When Cooper was born with his umbilical cord wrapped around his neck, his parents, Alicia and Brett, thought that would be the worst they’d have to worry about. However, during an appointment just a few days after his birth, Alicia was told, “He needs to go to the ER right now. Don’t speed, don’t stop anywhere, just go straight there. We’ll call ahead.”

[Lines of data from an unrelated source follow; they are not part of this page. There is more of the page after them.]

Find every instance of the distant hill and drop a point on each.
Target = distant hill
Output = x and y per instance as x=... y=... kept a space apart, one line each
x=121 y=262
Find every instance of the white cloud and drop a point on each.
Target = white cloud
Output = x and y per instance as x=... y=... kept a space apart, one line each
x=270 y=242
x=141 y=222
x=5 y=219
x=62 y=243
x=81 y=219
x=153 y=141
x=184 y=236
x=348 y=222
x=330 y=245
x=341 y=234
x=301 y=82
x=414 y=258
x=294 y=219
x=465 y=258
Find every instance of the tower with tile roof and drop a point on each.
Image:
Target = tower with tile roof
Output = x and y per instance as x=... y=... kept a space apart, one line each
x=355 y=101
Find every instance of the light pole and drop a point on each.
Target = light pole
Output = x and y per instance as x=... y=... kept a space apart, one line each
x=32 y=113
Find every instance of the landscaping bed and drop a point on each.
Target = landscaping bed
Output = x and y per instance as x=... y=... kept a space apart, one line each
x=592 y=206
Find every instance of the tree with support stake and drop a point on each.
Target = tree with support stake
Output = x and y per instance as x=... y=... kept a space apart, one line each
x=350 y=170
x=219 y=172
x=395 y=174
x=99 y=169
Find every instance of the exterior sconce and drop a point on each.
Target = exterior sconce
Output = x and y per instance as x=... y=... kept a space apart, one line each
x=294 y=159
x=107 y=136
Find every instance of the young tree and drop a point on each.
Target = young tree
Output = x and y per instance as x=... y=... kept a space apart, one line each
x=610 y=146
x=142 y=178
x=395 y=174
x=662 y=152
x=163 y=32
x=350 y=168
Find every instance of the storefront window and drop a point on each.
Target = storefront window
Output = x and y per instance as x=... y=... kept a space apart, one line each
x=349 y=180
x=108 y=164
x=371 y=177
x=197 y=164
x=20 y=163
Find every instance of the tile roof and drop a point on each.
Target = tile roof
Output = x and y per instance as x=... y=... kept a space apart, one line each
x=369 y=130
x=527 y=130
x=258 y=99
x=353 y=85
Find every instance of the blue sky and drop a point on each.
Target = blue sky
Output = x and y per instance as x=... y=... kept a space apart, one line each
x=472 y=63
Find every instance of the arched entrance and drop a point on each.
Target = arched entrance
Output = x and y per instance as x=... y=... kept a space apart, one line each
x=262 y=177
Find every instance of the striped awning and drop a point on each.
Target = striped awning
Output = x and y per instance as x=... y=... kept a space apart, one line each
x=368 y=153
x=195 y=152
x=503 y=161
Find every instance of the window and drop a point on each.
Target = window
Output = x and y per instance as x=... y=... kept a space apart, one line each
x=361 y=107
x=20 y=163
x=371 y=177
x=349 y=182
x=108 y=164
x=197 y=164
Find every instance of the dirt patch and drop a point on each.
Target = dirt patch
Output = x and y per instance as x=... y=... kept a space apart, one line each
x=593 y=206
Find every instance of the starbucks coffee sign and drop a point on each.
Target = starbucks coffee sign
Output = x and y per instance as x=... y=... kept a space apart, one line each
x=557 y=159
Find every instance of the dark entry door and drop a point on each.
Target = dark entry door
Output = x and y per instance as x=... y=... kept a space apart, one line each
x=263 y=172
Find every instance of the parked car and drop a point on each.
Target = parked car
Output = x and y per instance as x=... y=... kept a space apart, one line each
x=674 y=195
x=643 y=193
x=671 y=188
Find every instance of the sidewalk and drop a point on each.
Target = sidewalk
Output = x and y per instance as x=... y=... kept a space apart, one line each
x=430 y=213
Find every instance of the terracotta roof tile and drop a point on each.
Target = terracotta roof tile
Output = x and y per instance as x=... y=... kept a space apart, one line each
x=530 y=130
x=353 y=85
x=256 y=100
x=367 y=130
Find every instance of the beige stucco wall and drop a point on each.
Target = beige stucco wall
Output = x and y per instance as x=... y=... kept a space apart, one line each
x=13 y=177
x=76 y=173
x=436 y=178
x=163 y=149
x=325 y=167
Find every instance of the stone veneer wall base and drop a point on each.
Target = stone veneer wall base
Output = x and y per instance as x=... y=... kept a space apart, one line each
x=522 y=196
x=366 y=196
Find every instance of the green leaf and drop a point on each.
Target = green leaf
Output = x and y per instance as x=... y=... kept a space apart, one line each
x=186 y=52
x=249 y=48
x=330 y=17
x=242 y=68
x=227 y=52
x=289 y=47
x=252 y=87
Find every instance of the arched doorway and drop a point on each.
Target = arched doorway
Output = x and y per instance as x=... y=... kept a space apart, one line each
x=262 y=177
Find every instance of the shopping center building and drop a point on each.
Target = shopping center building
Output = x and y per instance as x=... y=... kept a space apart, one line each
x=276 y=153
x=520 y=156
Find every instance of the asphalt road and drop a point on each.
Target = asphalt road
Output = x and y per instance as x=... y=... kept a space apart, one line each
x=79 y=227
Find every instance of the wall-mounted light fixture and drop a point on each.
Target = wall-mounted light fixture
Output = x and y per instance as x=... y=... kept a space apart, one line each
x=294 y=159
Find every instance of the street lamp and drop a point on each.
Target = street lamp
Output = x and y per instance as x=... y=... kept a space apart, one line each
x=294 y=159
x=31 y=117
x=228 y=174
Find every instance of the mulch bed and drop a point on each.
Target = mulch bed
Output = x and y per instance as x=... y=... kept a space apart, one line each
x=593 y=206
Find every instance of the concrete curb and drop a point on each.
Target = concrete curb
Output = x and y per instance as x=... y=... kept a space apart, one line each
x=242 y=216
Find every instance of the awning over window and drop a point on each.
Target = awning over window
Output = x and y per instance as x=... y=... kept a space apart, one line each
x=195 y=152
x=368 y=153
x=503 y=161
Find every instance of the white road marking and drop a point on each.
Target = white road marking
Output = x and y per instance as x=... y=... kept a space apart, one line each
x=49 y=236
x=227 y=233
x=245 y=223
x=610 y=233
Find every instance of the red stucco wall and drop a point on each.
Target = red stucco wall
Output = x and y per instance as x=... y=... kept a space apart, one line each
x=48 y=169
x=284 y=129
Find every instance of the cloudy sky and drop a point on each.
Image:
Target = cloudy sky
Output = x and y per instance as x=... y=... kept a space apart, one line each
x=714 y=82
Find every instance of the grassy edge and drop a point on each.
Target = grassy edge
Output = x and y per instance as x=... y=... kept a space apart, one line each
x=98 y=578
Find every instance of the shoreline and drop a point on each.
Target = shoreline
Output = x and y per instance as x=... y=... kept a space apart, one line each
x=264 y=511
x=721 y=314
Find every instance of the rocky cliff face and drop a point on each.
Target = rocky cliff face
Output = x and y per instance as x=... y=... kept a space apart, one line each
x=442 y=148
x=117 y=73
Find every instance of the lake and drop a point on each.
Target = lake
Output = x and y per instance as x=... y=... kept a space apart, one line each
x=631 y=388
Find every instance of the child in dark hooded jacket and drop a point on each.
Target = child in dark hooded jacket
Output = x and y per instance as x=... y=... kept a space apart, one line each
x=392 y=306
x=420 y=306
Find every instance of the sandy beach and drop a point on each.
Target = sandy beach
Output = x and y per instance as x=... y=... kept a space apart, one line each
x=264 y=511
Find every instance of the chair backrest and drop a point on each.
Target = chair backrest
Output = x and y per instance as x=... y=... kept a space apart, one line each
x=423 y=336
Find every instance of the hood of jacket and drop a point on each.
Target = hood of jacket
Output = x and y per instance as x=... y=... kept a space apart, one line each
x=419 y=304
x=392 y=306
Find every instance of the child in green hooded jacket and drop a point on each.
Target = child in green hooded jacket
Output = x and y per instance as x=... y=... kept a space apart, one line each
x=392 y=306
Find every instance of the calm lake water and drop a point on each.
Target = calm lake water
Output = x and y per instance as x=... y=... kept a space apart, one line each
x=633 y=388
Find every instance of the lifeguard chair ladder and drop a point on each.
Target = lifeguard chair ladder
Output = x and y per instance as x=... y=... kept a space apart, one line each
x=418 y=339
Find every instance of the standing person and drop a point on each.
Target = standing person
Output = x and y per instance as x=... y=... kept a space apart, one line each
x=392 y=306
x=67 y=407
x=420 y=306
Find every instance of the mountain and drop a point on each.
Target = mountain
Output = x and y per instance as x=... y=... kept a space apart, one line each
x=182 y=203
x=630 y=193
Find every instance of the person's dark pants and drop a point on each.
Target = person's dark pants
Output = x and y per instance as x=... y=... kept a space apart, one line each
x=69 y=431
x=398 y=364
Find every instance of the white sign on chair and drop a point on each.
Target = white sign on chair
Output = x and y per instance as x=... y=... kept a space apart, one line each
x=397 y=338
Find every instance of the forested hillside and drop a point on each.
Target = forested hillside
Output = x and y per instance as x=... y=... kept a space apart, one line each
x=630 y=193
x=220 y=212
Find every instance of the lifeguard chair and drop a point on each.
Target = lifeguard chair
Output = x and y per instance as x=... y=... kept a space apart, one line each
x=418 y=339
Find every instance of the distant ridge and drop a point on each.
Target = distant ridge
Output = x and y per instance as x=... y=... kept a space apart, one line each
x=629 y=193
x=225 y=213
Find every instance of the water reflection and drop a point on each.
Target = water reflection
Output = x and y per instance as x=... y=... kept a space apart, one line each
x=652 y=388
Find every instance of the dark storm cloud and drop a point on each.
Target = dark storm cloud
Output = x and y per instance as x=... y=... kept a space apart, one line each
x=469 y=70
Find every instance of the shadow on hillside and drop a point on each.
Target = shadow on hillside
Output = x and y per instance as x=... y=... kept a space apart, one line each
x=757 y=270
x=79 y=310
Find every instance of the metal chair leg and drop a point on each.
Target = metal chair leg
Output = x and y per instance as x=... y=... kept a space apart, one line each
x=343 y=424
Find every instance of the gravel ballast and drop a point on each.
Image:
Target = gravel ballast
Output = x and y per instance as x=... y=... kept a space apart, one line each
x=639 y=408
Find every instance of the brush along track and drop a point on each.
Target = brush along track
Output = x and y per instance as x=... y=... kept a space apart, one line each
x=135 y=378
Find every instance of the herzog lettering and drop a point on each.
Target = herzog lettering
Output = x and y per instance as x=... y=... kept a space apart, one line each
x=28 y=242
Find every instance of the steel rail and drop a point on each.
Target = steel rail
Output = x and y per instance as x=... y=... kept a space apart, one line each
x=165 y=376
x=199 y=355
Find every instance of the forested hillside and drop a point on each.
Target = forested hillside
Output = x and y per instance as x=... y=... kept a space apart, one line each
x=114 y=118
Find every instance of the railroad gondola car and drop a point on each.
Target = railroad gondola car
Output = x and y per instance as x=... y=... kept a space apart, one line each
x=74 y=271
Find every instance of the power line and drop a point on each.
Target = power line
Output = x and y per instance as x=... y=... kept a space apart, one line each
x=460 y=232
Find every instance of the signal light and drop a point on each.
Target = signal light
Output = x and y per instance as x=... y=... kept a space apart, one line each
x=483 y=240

Two hours of testing followed, and when Cooper was admitted to the pediatric intensive care unit staff had to immediately intubate him. “They said, ‘Your son is extremely sick.’ We were shocked. We went from thinking maybe he had jaundice or was a little dehydrated to your son’s really, really sick,” said Alicia.

While in the ER, the doctors couldn’t locate Cooper’s aorta, the body’s largest artery, which supplies blood throughout the body. And they soon found out why: Cooper’s was so narrow that hardly any blood was passing through, which meant his major organs weren’t getting oxygen. His kidney and his liver were on the verge of failure, and doctors worried too about lack of blood to his brain.

Cooper needed surgery to repair his aorta, but the first step was to get his tiny, 6-plus-pound body strong enough to withstand surgery. Finally, about a month after he was born, his lungs were healthy enough and doctors told Alicia and Brett their son would have heart surgery the next day. The worry came flooding back: Cooper would be on ECMO, a machine that would do the work of his heart and lungs during surgery. After surgery, he’d still be connected to multiple tubes—just as he was in those early days in the PICU. But this time, one by one, the tubes quickly came out.

Cooper should never need surgery again, although he still goes back for regular follow-ups. “He’s the happiest little baby,” said Alicia. “He’s always smiling. He’s just a normal child at this point who just happened to have heart surgery.”